Sunday, January 26, 2014

New Mile Stones

My brother, two close friends and I recently committed to our first ultra marathon.  We are seeking out a truly novel experience, particularly one that will force us into the darker, deeper recesses of our minds.  The ultimate goal is to expand our breath of experience, to learn more about ourselves, and to reposition our perspectives.  The race is just under 100 days away.  May 3rd.  On that morning we will lace up and enter into the mysterious world of post 26.2.  In the weeks leading up to the race our team will share some of our thoughts and experiences as we train and prepare for our first 50k.  The following post is from Robbie Mason who is training on the mountain trails outside of West Point:

Matt and I took the first steps yesterday towards an ambitious goal: TNF 50k in May. Lucky enough to live a short drive from the course, we find solace and quiet in the woods. Trudging through the snow and harsh winds up steep climbs we battle an internal dialogue. Anyone can crush the downhills while on a run. Momentum carries you easily and you float on effortlessly. Mentally you are relaxed and positive. However, like much in life, the uphills, and how you handle them, is what defines you as a runner and as a person. The moment your muscles start fatiguing, your heart rate is jacked, a battle in your head begins: "Do I slow down? Am I using my arms enough? Do I quit? This blows. I'm going to be dead for the rest of the run." Blocking this inner dialogue out and reaching the top at an even pace, unphased, is what defines your character. Life is defined by the uphills and the more you climb, the more prepared you are for next one.

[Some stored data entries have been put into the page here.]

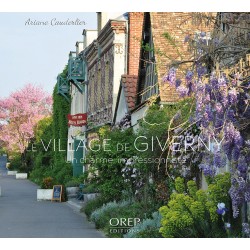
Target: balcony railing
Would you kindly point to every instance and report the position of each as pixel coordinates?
(76, 71)
(63, 87)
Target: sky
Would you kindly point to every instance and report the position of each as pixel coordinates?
(37, 53)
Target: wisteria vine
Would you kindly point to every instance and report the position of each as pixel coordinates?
(222, 112)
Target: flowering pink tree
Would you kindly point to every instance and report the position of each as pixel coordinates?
(19, 114)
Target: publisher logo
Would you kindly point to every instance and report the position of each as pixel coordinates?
(123, 225)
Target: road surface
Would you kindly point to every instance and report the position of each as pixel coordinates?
(21, 215)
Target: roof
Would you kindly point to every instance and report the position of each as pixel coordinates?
(169, 30)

Saturday, January 25, 2014

Why I Run.

Running cements me in the present moment.  It brings me back to a simple, natural almost animal-like existence, something I believe we (human beings) all crave quite desperately, if only subconsciously.  For me, each footfall shakes off the weighty tarnish of the everyday.  When I am running I can feel myself shedding stresses, anxieties, judgements.  Running dissolves life's rust, and leaves me mentally and physically clear, open and flexible.   Running gives my day purpose, if it is all I have done in the day, then so be it, I feel fulfilled. I also believe that running makes me a better person.  A morning run places my day on a solid foundation, fostering patience and acceptance.  I believe human beings evolved to run, to run far and to run consistently.  Any doubts I may have on this are always quickly dismantled and dissolved whenever I find myself accelerating on a winding, tree swallowed, single track.

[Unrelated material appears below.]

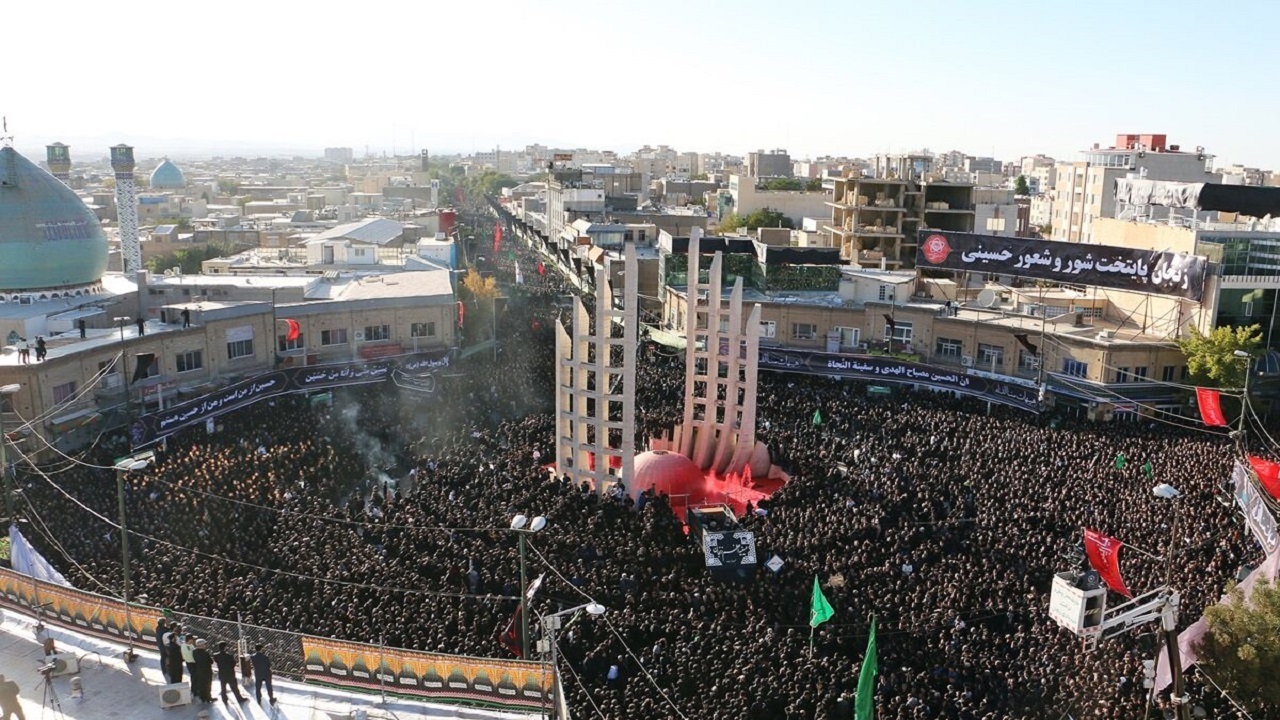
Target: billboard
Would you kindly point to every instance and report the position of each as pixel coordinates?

"Running has always been a relief and a sanctuary—something that makes me feel good, both physically and mentally. For me it's not so much about the health benefits. Those are great, but I believe that the best thing about running is the joy it brings to life."- KG




Tuesday, January 21, 2014

Half Recollections from the Trail


…too tired and dehydrated to care we all polished off another liter of sketchily treated back spring water from our Nalgenes. The last 15 miles were a blur. What mile were we on now? 38? 43? Does it even matter? My mind had started blurring the lines between the conscious and subconscious. I was cleanly out of the “zone”. We were now going 3 or 4 hour sections without saying a single word to each other. We didn’t need to. Every once in a while Matt or Sed would utter something unintelligible, either because my mind couldn’t process their words or because their minds couldn’t process their speech.

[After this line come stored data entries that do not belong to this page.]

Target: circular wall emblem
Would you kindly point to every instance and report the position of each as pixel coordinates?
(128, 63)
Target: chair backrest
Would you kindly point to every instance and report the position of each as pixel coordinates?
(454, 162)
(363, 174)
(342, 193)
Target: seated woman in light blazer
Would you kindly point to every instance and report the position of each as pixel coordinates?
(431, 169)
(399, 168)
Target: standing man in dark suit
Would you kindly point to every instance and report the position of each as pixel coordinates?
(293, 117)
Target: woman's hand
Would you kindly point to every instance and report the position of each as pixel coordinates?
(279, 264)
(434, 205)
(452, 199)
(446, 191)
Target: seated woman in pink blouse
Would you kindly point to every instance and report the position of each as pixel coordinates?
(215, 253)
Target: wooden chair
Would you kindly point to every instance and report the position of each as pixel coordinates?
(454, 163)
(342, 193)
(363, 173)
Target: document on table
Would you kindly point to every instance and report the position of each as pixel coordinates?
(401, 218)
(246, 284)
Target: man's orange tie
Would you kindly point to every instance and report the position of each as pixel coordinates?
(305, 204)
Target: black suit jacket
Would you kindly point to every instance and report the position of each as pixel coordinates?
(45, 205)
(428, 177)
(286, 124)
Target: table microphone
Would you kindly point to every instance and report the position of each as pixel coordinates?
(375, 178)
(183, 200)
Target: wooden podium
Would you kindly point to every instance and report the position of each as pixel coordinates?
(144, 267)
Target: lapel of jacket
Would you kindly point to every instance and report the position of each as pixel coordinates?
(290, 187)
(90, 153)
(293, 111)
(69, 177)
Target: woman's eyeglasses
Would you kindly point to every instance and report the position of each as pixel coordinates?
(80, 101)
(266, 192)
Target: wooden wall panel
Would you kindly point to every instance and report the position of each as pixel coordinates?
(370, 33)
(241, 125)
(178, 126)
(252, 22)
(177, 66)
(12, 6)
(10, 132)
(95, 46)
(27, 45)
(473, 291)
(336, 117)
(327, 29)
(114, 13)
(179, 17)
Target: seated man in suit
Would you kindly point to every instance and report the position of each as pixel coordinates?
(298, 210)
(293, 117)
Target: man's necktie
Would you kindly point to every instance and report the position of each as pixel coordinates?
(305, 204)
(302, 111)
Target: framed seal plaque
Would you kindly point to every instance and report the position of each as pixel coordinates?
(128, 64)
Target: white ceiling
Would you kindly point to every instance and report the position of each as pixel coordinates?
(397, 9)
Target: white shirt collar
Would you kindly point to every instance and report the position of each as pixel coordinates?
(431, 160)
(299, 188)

“Why have we been walking through this stream for the last hour?”

“We haven’t.”

Mild hallucinations creep into our vision. I shake my head; the dirt single track comes back into view. I steal a glance at my watch.. It’s 1:35pm. We’ve been hard on the trail for some 13 hours. We push ideas of cold water and a soft bed out of our heads. The most rested person on the team is myself; I’ve only been awake for 33 hours. I think to myself, “how are these guys pushing this hard, this late? they’ve been up for nearly 40 hours now...”

I fade back into that washed out timeless headspace and put another step down in front of me.